What you’ll learn:
- Basic component capabilities that will likely be required for the upcoming 6G standard.
- Why memristors are a potential 6G-related component.
- Details of one group’s work on 6G-enabled memristor switching devices.
If you’re still recovering from the 5G hype and the realities around architecture, components, and more, don’t expect too much of a break. Why? Because technical leaders across academia, industry, and standards bodies are already hard at work defining the next generation of 6G standards that will further increase speeds and move up the frequency spectrum.
Although the details of 6G aren’t immediately set in stone, researchers are already defining and exploring early versions of some of the components that may be needed.
Will memristors be a big hit?
The need for 6G leads us to memristors. Remember them? A few years ago they were touted as a new fourth passive device to join resistors, capacitors and inductors, and were supposed to be a solution to the limitations of memory components. (See references at the end of the article.).
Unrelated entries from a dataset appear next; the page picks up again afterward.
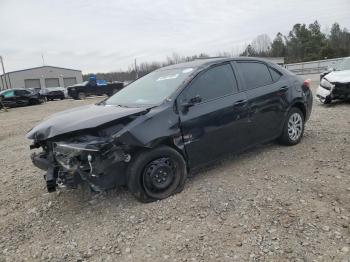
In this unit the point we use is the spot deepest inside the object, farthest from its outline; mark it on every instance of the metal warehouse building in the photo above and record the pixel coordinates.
(41, 77)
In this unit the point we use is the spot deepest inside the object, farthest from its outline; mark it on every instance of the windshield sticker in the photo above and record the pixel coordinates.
(187, 70)
(162, 78)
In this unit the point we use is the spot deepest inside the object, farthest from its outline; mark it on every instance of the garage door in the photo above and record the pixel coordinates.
(69, 81)
(52, 82)
(32, 83)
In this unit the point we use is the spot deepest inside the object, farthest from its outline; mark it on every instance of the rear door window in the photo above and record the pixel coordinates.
(275, 74)
(254, 74)
(214, 83)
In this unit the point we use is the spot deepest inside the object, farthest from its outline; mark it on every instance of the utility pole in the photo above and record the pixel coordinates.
(42, 57)
(2, 82)
(136, 73)
(4, 73)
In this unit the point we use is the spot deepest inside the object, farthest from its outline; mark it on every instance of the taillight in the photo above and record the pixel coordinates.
(307, 83)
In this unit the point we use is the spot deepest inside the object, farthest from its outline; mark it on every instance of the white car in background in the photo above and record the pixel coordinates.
(336, 84)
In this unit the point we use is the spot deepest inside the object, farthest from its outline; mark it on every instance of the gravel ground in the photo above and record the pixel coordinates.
(272, 203)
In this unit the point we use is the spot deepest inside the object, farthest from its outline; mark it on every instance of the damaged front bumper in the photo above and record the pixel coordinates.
(102, 165)
(336, 91)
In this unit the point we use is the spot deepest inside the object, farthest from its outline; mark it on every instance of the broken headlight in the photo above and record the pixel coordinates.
(326, 84)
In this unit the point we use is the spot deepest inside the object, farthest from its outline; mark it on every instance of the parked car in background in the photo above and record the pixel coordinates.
(335, 84)
(20, 97)
(175, 119)
(93, 87)
(52, 93)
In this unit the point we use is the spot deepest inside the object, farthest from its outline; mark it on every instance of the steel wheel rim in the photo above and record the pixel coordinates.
(295, 126)
(159, 176)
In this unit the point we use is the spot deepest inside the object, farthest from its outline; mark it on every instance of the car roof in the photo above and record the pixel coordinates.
(200, 63)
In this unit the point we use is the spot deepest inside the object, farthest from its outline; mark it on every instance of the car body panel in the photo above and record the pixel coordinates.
(79, 118)
(338, 76)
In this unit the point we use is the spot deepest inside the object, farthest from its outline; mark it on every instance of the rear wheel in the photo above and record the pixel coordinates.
(293, 129)
(325, 101)
(81, 96)
(156, 174)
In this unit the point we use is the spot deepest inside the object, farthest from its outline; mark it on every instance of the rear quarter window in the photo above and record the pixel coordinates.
(254, 74)
(275, 74)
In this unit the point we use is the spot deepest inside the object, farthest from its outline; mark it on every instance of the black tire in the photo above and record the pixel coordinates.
(145, 168)
(81, 96)
(286, 137)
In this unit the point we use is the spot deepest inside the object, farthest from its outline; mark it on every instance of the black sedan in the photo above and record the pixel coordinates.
(19, 97)
(151, 133)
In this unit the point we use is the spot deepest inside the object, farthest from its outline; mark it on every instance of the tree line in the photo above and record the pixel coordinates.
(303, 43)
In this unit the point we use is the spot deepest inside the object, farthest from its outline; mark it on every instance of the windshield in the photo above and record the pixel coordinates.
(151, 89)
(343, 65)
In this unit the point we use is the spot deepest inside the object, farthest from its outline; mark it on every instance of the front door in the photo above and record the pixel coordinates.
(266, 91)
(213, 115)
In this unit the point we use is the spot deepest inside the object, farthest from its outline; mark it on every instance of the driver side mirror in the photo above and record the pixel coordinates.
(194, 100)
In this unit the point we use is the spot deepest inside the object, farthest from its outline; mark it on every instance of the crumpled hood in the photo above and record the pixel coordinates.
(79, 118)
(339, 76)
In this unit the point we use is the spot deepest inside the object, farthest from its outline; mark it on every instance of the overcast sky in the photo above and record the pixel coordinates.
(107, 35)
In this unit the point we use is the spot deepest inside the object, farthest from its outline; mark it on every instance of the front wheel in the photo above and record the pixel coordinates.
(325, 101)
(156, 174)
(293, 129)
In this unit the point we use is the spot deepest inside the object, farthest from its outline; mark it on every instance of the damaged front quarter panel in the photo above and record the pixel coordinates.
(100, 155)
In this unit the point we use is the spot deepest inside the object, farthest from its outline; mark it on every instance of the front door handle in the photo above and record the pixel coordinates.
(240, 102)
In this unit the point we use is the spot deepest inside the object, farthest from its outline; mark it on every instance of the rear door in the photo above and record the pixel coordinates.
(8, 98)
(267, 91)
(217, 122)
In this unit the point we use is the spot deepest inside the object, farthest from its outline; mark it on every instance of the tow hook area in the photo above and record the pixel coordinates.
(50, 180)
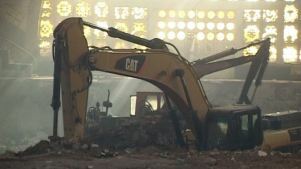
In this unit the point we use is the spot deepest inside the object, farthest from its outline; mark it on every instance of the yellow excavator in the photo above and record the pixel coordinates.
(230, 127)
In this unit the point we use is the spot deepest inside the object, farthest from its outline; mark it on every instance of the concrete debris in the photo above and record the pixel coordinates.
(262, 153)
(94, 145)
(210, 161)
(90, 167)
(85, 146)
(40, 148)
(106, 153)
(164, 155)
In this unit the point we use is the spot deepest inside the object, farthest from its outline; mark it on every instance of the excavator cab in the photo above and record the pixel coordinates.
(234, 127)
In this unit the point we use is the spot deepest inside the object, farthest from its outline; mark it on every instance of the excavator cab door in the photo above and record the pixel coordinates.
(234, 128)
(245, 130)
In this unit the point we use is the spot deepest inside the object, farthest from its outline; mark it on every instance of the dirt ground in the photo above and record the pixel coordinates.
(92, 156)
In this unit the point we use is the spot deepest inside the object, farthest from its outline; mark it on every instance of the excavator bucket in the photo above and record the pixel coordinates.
(72, 58)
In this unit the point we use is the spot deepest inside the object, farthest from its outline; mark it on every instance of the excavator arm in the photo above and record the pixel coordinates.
(259, 62)
(169, 72)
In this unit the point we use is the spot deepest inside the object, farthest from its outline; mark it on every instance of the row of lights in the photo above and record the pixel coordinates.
(191, 14)
(210, 36)
(254, 0)
(193, 25)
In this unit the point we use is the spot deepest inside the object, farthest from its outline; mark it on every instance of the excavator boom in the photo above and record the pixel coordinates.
(169, 72)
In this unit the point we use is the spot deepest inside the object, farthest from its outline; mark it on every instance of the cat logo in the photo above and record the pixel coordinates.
(131, 63)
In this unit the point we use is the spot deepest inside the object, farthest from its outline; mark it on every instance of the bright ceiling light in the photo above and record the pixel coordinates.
(210, 25)
(220, 36)
(220, 26)
(171, 24)
(181, 35)
(190, 25)
(191, 14)
(161, 35)
(181, 25)
(171, 35)
(200, 36)
(290, 55)
(161, 24)
(162, 14)
(210, 36)
(230, 36)
(201, 25)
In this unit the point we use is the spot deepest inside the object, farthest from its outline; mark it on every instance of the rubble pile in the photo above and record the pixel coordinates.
(119, 133)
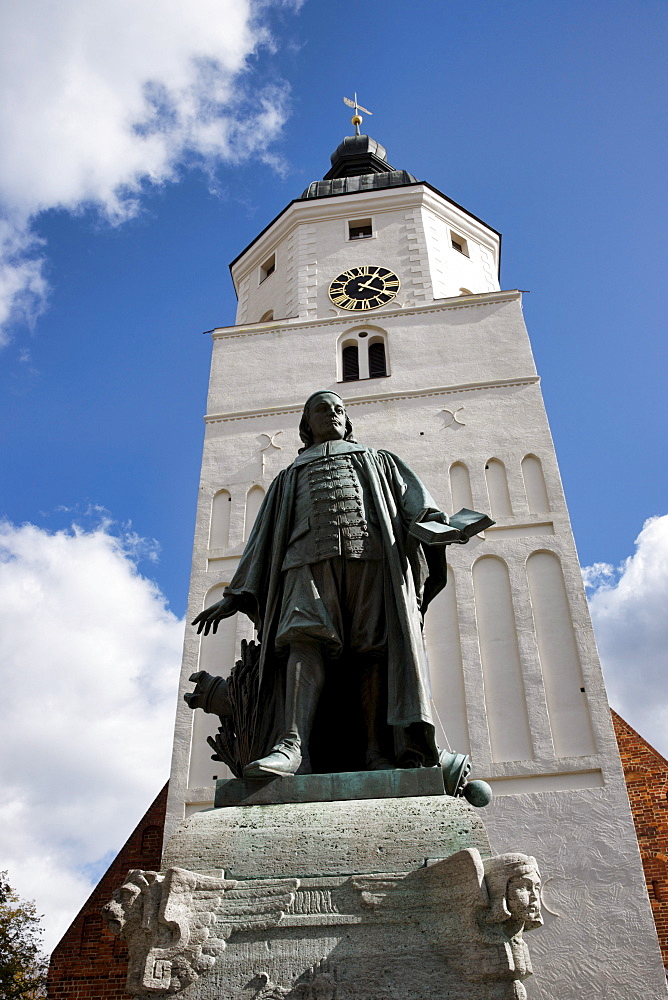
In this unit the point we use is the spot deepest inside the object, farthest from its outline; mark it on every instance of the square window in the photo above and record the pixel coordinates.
(360, 229)
(459, 244)
(268, 267)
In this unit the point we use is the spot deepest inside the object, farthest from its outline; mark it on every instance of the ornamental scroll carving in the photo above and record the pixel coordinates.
(469, 913)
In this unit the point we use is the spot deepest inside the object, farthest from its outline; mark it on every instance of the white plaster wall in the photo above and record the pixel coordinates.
(411, 235)
(463, 389)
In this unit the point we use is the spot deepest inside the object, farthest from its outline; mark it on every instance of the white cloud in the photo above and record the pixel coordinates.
(102, 98)
(629, 611)
(90, 659)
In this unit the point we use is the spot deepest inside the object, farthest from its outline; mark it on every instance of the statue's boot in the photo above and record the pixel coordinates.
(374, 707)
(305, 677)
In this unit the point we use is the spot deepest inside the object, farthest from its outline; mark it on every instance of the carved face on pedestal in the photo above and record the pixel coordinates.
(523, 898)
(120, 910)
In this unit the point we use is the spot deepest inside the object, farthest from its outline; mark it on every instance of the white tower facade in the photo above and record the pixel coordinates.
(443, 375)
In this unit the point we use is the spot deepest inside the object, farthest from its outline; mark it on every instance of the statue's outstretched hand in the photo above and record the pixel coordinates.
(210, 617)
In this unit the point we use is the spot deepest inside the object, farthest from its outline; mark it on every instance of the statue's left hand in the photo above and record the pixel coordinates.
(437, 515)
(212, 616)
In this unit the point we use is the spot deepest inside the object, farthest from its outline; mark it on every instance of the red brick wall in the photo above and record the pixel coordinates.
(90, 963)
(646, 773)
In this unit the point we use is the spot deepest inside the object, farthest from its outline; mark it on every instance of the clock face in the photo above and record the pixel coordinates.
(364, 287)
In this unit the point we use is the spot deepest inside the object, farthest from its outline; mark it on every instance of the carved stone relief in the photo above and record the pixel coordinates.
(460, 920)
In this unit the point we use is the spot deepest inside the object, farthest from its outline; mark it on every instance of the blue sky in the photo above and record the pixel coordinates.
(545, 120)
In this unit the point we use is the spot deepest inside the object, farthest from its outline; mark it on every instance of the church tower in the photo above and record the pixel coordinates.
(378, 286)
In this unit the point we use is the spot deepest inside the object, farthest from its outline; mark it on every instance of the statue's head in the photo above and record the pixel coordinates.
(324, 419)
(513, 882)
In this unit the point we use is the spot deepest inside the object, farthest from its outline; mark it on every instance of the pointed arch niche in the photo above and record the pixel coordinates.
(216, 656)
(497, 488)
(219, 531)
(567, 706)
(534, 485)
(505, 697)
(254, 499)
(362, 353)
(460, 487)
(446, 671)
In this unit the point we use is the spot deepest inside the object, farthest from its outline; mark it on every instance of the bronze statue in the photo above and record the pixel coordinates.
(337, 587)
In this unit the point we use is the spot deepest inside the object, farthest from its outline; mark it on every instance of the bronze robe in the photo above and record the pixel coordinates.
(412, 576)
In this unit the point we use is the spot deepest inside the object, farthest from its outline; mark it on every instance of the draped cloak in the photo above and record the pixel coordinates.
(412, 576)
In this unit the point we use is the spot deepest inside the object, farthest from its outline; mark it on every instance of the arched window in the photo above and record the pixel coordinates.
(377, 364)
(151, 840)
(503, 681)
(560, 663)
(363, 354)
(497, 488)
(351, 364)
(219, 533)
(254, 499)
(460, 487)
(534, 484)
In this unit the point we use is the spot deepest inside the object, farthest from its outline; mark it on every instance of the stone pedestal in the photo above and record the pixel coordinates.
(370, 898)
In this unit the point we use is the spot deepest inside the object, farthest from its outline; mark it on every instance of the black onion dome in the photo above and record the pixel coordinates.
(359, 163)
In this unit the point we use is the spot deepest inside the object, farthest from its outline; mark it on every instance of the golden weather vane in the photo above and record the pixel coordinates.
(356, 118)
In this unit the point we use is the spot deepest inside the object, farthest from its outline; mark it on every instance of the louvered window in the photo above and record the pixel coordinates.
(351, 364)
(377, 366)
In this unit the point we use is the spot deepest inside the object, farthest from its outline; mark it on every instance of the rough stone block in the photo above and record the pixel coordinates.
(342, 837)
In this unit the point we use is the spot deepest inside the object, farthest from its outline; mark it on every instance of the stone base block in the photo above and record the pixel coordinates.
(371, 899)
(326, 838)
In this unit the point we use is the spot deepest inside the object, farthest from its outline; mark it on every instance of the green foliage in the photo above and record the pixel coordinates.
(23, 967)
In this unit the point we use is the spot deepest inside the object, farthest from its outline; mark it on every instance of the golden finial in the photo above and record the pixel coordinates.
(356, 118)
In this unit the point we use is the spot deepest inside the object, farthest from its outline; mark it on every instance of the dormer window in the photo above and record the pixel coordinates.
(459, 244)
(268, 267)
(360, 229)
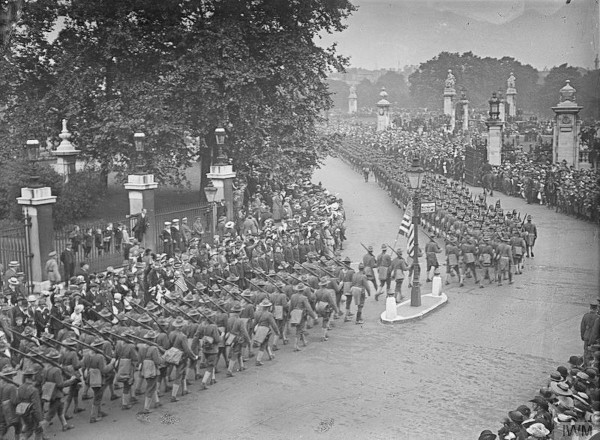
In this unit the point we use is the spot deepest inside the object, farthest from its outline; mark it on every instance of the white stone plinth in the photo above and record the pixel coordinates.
(494, 142)
(390, 308)
(36, 196)
(511, 100)
(449, 95)
(140, 182)
(221, 172)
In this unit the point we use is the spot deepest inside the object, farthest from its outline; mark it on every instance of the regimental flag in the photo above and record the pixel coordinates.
(406, 221)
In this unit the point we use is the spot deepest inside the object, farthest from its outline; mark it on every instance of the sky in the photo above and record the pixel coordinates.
(543, 33)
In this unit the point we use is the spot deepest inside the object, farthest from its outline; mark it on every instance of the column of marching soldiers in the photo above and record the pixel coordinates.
(482, 241)
(167, 320)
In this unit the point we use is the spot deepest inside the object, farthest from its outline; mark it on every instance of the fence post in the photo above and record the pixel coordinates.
(37, 207)
(141, 196)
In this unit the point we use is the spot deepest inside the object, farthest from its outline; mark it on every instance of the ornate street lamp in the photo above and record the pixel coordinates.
(220, 138)
(494, 107)
(139, 140)
(210, 191)
(415, 178)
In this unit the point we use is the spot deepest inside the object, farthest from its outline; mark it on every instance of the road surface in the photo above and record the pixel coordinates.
(450, 375)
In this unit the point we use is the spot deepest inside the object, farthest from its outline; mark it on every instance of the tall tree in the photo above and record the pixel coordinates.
(556, 79)
(174, 70)
(479, 77)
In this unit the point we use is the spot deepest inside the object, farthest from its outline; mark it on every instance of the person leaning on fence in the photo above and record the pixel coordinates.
(52, 269)
(67, 258)
(29, 406)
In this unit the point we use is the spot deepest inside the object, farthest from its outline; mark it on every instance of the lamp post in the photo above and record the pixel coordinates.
(32, 151)
(139, 140)
(494, 107)
(415, 176)
(210, 191)
(221, 155)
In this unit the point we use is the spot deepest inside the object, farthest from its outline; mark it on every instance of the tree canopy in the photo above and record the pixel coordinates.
(175, 71)
(479, 77)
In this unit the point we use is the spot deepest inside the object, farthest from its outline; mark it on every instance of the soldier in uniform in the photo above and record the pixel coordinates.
(299, 305)
(176, 235)
(28, 396)
(383, 263)
(531, 230)
(167, 240)
(587, 325)
(398, 270)
(325, 304)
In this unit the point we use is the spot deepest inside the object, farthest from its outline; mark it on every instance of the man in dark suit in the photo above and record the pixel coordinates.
(67, 258)
(587, 329)
(141, 225)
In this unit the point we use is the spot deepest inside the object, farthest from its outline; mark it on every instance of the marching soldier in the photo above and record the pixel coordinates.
(531, 230)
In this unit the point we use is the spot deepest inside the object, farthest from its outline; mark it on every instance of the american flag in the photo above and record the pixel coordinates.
(406, 221)
(410, 244)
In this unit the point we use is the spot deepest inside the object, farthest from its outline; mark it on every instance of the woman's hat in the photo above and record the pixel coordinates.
(265, 303)
(151, 335)
(178, 322)
(560, 389)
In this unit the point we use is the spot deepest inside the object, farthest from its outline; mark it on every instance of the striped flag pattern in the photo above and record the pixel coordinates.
(410, 245)
(406, 221)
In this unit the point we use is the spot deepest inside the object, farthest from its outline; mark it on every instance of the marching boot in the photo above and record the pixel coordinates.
(63, 421)
(205, 380)
(68, 403)
(174, 392)
(230, 368)
(125, 404)
(184, 390)
(94, 417)
(303, 339)
(147, 403)
(359, 318)
(259, 358)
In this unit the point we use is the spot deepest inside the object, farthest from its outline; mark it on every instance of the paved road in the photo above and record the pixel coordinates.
(448, 376)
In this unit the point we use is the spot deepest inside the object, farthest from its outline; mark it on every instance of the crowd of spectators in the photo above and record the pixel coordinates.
(558, 186)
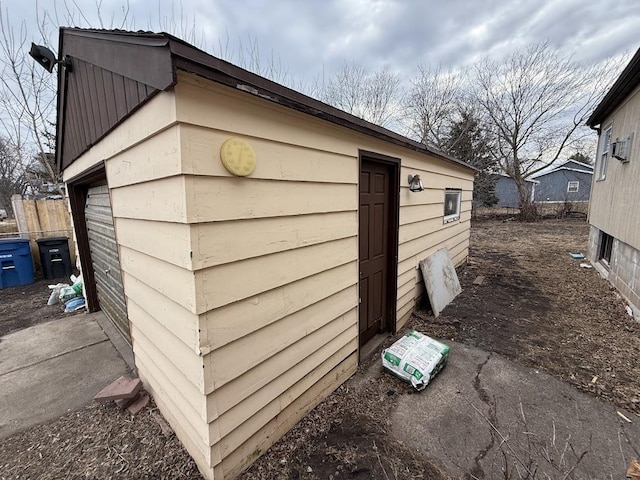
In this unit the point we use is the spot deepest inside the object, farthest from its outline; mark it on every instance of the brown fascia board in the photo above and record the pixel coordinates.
(193, 60)
(628, 80)
(198, 62)
(112, 50)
What is a memristor? A memristor is a nonlinear two-terminal electrical component that associates the coupling of electric charge and magnetic flux, first described and named by Leon Chua in 1971. This completes the theoretical quartet of basic passive electrical components that also includes resistors, capacitors, and inductors. Memristors were supposed to be the “next big thing,” but like the tunnel diode, they didn’t take off. However, they may be successful in other specialized situations (again, like the tunnel diode) and in AI processors.
For now, the reality is that they don’t play a big role, but it may be too early to tell. Yogi Berra reportedly said, “It’s hard to predict, especially the future.” I looked at the classic “Gartner Hype Cycle” over the past few years, which divides technological progress into four stages (the innovation trigger, the peak of inflated expectations, the trough of disillusionment, and the slope of enlightenment), and I don’t see them listed in any of them.
Clearly, signal block on/off switches, handling signals at the system carrier frequency, are essential to any communications architecture. Currently, one of the fastest elements used for switching functions is silicon-on-insulator MOSFET devices, operating at tens of gigahertz. However, these are volatile and require a constant power supply to remain on, which poses a burden at the system level.
New memristor switch doubles the operating frequency of silicon devices
To address this problem, a multi-university research team has developed a memristor switch that can provide practical performance at twice the operating frequency of current silicon-based devices, covering a frequency range of up to 120 GHz, and without the need for an applied constant voltage.
The new switches use a non-volatile material called hBN (hexagonal boron nitride) that allows the on or off state to be activated by applying a voltage pulse instead of a constant control voltage (a solid-state analogue of a latching electromechanical relay), resulting in significant energy savings.
Previously, extremely fast switches have been experimentally developed by combining two-dimensional networks with hBN to form a surface. With this arrangement, the device could reach frequencies up to 480 GHz, but it could only be used for up to 30 cycles, making it unlikely to be of practical use.
The new device uses the same materials but arranged in layers (12 to 18 layers total) that operate at 260GHz and have high enough stability to be implemented in electronic devices. (Figure 1).